JBrow: I didn't realize the woodworking specific filters were washable. That changes my original thoughts on them, but I'll have to see how performance compares. My thoughts were that the 5" ones were more expensive, but using a similar grade 1" filter prior would capture a large amount of the dust and be cheaper to replace when dirty. Also, having two in series seems as if it would filter better than the rating of just one, but that is just my non-scientific hypothesis.

Nick424: That design is very similar in a lot of ways to the design I had in mind. In your opinion, would you prefer all of the air venting from one side rather than a 360° output?

OSB: I'm not sure I'm tracking what you are saying, but it may be my ignorance showing through. I do realize that dust will be generated by a dust collector, and my plans for my HF unit are to do a Thien baffle mod as well as a pleated filter (i.e. Wynn Enviro) to replace the bag. As for the cyclone-style dust collectors, from the little bit of research I've done, it seems like the cyclones require more power, not to mention are more expensive out of the gate. If you're referring to something else about the cyclones, I'm all ears…

My main goal with the DC is to keep a cleaner shop, but health is a big concern to me as well. I normally wear a quality respirator when doing dust generating tasks, and may continue to do so even with the best dust collection. I would like to move around in my shop without kicking up so much dust that I have to wear it all the time. I'm hoping a combination of these two concepts (DC and air filtration unit), I'll achieve my goal.

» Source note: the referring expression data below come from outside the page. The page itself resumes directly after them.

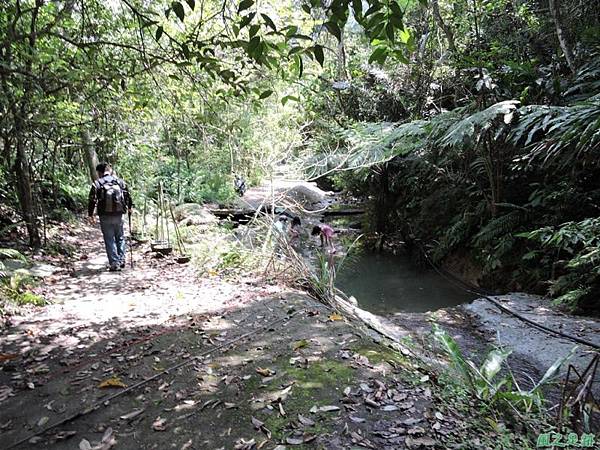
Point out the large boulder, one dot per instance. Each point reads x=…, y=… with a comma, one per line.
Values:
x=193, y=214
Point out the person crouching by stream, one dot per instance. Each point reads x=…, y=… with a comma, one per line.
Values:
x=110, y=198
x=325, y=232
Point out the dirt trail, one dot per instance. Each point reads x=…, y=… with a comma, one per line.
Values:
x=260, y=367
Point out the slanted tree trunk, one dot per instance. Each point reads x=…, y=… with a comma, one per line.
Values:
x=342, y=72
x=445, y=28
x=24, y=193
x=89, y=154
x=562, y=38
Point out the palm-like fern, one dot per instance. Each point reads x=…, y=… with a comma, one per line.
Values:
x=559, y=135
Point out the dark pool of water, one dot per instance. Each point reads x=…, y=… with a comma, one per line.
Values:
x=385, y=284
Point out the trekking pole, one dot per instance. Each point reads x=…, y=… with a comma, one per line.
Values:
x=130, y=240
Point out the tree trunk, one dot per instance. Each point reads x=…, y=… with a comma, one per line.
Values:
x=24, y=193
x=342, y=72
x=562, y=39
x=445, y=28
x=89, y=154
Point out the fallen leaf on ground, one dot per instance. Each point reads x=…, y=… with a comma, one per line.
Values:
x=43, y=421
x=419, y=442
x=257, y=423
x=159, y=424
x=357, y=419
x=305, y=421
x=265, y=372
x=112, y=382
x=335, y=316
x=300, y=344
x=327, y=408
x=132, y=414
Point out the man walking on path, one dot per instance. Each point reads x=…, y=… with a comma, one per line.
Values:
x=111, y=199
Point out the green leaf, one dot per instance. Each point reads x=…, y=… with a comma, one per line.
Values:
x=396, y=11
x=289, y=98
x=300, y=65
x=405, y=35
x=291, y=31
x=253, y=45
x=553, y=370
x=295, y=50
x=319, y=55
x=245, y=4
x=269, y=22
x=265, y=94
x=186, y=50
x=253, y=30
x=379, y=55
x=493, y=363
x=159, y=32
x=178, y=10
x=334, y=29
x=390, y=32
x=357, y=8
x=246, y=20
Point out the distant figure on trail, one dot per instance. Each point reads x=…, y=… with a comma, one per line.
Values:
x=295, y=231
x=281, y=225
x=239, y=184
x=325, y=232
x=111, y=199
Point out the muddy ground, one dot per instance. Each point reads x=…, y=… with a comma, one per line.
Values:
x=241, y=364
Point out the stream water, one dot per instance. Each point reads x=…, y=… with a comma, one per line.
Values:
x=385, y=284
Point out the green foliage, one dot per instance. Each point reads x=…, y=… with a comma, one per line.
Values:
x=490, y=383
x=573, y=249
x=11, y=254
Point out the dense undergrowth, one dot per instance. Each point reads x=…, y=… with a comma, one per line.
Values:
x=491, y=163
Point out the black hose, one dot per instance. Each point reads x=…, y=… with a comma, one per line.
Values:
x=468, y=287
x=105, y=401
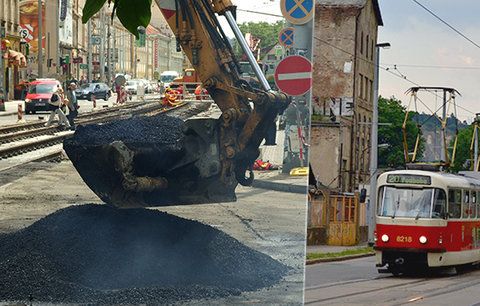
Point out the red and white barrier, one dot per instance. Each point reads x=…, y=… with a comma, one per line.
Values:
x=20, y=113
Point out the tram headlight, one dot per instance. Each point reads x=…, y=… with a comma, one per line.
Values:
x=422, y=239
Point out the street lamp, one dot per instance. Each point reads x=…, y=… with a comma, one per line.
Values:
x=374, y=147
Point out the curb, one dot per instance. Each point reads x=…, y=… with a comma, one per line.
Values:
x=282, y=187
x=342, y=258
x=2, y=114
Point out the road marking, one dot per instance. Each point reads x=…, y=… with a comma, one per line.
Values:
x=416, y=299
x=294, y=76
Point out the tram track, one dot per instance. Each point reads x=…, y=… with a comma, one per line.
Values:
x=28, y=130
x=42, y=147
x=392, y=290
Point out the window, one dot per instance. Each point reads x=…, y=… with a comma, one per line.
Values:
x=367, y=89
x=454, y=203
x=371, y=53
x=360, y=89
x=405, y=202
x=467, y=207
x=439, y=204
x=366, y=46
x=361, y=44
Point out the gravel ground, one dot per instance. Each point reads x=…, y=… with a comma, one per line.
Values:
x=140, y=129
x=101, y=255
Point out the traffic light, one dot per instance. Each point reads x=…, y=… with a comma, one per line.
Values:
x=142, y=36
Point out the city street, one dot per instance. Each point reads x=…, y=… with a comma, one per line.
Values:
x=10, y=114
x=357, y=282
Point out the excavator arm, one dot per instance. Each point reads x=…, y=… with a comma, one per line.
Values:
x=216, y=154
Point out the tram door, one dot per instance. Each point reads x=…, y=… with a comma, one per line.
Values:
x=343, y=220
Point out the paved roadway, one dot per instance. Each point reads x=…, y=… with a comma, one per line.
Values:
x=85, y=106
x=357, y=282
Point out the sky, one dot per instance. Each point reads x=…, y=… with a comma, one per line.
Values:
x=417, y=38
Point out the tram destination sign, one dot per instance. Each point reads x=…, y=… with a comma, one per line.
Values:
x=409, y=179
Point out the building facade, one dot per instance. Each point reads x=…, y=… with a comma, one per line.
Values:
x=66, y=42
x=344, y=57
x=13, y=59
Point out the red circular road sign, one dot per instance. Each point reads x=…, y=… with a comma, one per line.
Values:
x=293, y=75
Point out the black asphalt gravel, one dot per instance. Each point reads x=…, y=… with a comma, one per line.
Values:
x=140, y=129
x=101, y=255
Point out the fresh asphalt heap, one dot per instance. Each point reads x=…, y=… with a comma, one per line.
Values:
x=102, y=255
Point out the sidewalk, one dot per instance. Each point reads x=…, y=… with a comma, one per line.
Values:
x=11, y=108
x=275, y=179
x=333, y=248
x=330, y=253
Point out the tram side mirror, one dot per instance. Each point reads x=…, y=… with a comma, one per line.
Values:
x=363, y=195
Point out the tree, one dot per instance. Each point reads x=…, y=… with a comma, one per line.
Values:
x=463, y=150
x=391, y=112
x=131, y=13
x=266, y=32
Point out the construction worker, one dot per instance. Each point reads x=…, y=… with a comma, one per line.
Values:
x=72, y=105
x=55, y=106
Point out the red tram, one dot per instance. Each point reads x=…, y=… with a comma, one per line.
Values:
x=427, y=219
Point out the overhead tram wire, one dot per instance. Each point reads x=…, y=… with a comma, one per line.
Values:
x=447, y=24
x=403, y=77
x=433, y=66
x=260, y=13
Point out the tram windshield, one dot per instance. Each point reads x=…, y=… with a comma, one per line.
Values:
x=411, y=203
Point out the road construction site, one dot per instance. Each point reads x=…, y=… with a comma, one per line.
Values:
x=61, y=244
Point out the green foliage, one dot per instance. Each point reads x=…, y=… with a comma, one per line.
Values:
x=267, y=32
x=345, y=253
x=463, y=149
x=91, y=8
x=391, y=112
x=131, y=13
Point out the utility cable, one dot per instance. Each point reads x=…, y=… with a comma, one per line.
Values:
x=383, y=68
x=446, y=23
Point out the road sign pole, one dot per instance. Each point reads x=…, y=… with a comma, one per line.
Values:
x=300, y=17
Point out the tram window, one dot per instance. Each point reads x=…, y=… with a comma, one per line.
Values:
x=468, y=208
x=439, y=204
x=455, y=203
x=380, y=201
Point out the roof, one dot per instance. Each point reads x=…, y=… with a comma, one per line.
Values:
x=354, y=3
x=449, y=179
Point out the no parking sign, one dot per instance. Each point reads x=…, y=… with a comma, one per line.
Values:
x=285, y=38
x=293, y=75
x=297, y=11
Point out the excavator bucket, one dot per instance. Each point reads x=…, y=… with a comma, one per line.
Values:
x=152, y=161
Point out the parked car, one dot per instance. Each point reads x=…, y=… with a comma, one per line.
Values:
x=131, y=86
x=39, y=94
x=99, y=90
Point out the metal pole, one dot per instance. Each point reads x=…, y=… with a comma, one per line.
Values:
x=89, y=57
x=2, y=69
x=475, y=128
x=374, y=154
x=40, y=40
x=58, y=51
x=444, y=115
x=109, y=54
x=102, y=45
x=115, y=52
x=251, y=58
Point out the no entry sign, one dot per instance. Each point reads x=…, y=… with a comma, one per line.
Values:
x=285, y=38
x=293, y=75
x=297, y=11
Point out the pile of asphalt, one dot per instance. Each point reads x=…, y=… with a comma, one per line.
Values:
x=102, y=255
x=140, y=129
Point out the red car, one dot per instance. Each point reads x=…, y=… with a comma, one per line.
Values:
x=39, y=94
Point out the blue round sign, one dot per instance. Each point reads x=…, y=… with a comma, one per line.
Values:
x=297, y=11
x=286, y=37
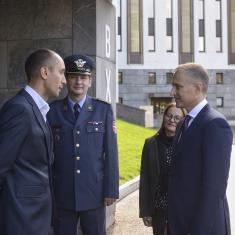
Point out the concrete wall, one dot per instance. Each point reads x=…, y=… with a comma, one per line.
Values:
x=66, y=26
x=140, y=116
x=135, y=90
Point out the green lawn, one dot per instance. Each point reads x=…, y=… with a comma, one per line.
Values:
x=130, y=143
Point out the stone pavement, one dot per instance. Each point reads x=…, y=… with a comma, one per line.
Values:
x=127, y=219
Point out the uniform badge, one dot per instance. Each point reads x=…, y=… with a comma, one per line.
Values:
x=114, y=127
x=89, y=108
x=80, y=63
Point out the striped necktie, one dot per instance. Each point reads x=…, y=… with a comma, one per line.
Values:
x=76, y=109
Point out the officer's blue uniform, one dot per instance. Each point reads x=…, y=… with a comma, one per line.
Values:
x=86, y=161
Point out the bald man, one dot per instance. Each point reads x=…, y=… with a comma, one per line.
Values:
x=26, y=148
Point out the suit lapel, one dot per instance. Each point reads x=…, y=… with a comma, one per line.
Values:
x=41, y=122
x=86, y=111
x=67, y=112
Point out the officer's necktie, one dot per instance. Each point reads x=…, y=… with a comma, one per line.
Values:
x=185, y=124
x=76, y=109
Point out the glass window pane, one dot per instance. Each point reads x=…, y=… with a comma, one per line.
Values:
x=219, y=101
x=201, y=44
x=219, y=78
x=186, y=26
x=151, y=26
x=218, y=44
x=169, y=78
x=135, y=25
x=169, y=43
x=152, y=78
x=120, y=79
x=151, y=43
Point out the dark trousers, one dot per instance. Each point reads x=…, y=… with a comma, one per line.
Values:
x=159, y=222
x=92, y=222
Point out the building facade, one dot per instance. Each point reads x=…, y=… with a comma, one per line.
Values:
x=66, y=26
x=154, y=36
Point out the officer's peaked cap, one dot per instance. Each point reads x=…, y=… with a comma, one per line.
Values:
x=80, y=64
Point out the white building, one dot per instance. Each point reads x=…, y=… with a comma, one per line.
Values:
x=154, y=36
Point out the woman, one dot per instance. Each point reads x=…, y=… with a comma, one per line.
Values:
x=155, y=163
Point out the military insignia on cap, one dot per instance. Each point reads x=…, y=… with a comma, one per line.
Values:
x=80, y=63
x=89, y=108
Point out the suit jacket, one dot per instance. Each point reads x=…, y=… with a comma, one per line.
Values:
x=25, y=158
x=198, y=177
x=86, y=159
x=149, y=176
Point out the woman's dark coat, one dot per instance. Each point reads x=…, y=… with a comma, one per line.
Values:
x=149, y=176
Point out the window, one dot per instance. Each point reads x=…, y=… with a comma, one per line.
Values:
x=169, y=78
x=201, y=23
x=186, y=36
x=218, y=26
x=119, y=26
x=169, y=26
x=219, y=78
x=150, y=5
x=135, y=47
x=152, y=78
x=120, y=79
x=231, y=31
x=151, y=26
x=219, y=102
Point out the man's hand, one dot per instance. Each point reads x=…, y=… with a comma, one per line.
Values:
x=147, y=221
x=109, y=201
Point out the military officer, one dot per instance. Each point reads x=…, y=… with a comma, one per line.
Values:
x=86, y=158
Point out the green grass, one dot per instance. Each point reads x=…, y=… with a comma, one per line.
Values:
x=130, y=143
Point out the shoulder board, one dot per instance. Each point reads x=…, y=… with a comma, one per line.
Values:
x=103, y=101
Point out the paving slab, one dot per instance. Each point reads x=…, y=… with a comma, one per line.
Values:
x=127, y=210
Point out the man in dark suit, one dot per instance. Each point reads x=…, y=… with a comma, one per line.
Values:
x=85, y=148
x=200, y=167
x=26, y=148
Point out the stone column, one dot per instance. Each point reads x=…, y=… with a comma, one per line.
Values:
x=94, y=33
x=66, y=26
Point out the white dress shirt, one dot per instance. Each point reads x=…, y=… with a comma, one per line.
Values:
x=196, y=110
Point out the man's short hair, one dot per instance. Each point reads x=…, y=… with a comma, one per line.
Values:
x=36, y=60
x=195, y=72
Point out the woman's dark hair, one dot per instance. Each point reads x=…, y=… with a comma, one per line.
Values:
x=170, y=105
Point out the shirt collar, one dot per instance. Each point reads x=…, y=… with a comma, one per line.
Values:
x=72, y=103
x=196, y=110
x=40, y=102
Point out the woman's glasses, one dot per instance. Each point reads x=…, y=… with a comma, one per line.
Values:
x=176, y=118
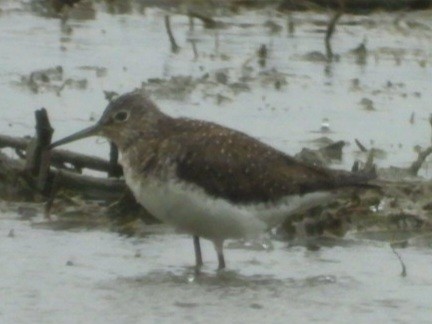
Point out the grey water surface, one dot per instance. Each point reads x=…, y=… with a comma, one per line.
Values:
x=94, y=276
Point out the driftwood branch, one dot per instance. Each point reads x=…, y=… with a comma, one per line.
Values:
x=329, y=33
x=88, y=186
x=60, y=157
x=209, y=23
x=174, y=47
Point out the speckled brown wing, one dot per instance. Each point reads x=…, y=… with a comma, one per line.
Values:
x=232, y=165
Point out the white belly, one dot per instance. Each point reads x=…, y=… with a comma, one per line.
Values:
x=191, y=210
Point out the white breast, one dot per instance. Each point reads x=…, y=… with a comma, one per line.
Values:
x=191, y=210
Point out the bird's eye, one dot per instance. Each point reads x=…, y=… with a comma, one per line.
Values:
x=121, y=116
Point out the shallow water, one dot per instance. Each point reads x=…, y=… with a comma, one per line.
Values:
x=72, y=277
x=112, y=279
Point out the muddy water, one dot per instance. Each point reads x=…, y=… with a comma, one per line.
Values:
x=92, y=276
x=75, y=277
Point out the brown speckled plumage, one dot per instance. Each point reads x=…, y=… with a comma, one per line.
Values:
x=224, y=162
x=206, y=179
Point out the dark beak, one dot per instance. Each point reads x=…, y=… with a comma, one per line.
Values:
x=89, y=131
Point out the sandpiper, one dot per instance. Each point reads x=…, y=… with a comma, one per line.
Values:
x=208, y=180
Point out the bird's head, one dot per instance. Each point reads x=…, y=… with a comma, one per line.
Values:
x=123, y=119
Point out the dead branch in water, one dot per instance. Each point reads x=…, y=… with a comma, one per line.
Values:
x=61, y=157
x=174, y=47
x=209, y=23
x=329, y=33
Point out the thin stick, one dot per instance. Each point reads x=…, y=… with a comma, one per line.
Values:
x=403, y=272
x=174, y=47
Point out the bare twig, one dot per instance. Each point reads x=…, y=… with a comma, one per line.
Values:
x=329, y=33
x=208, y=22
x=60, y=157
x=403, y=272
x=361, y=146
x=174, y=47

Here's a quick sketchup of what I was thinking:


----------



## Nick424 (Aug 24, 2016)

Tango2,

I like it the way it is, my hope was to keep air moving in all directions, and therefore have it pass through the filters in a better circulation pattern. This way any one side is not blasted with air.


----------



## woodbutcherbynight (Oct 21, 2011)

I recently was given a ceiling mounted WEN air filtration system. Lots of interesting tips they give in the box and on the website. Mounting it in the ceiling takes the dust from the air while not dragging it through your breathing room. So they they say. I did note that when the unit is on it blows upwards not down so no draft or blast of cooler air on you while working. Nice in the winter not sure how well that will do in summer. In the 3 weeks I have had it I have checked the filters and each week taken them outside to use a shop vac to clean them out.

Like you I was about to build a unit from a furnace fan when this dropped in my lap.


----------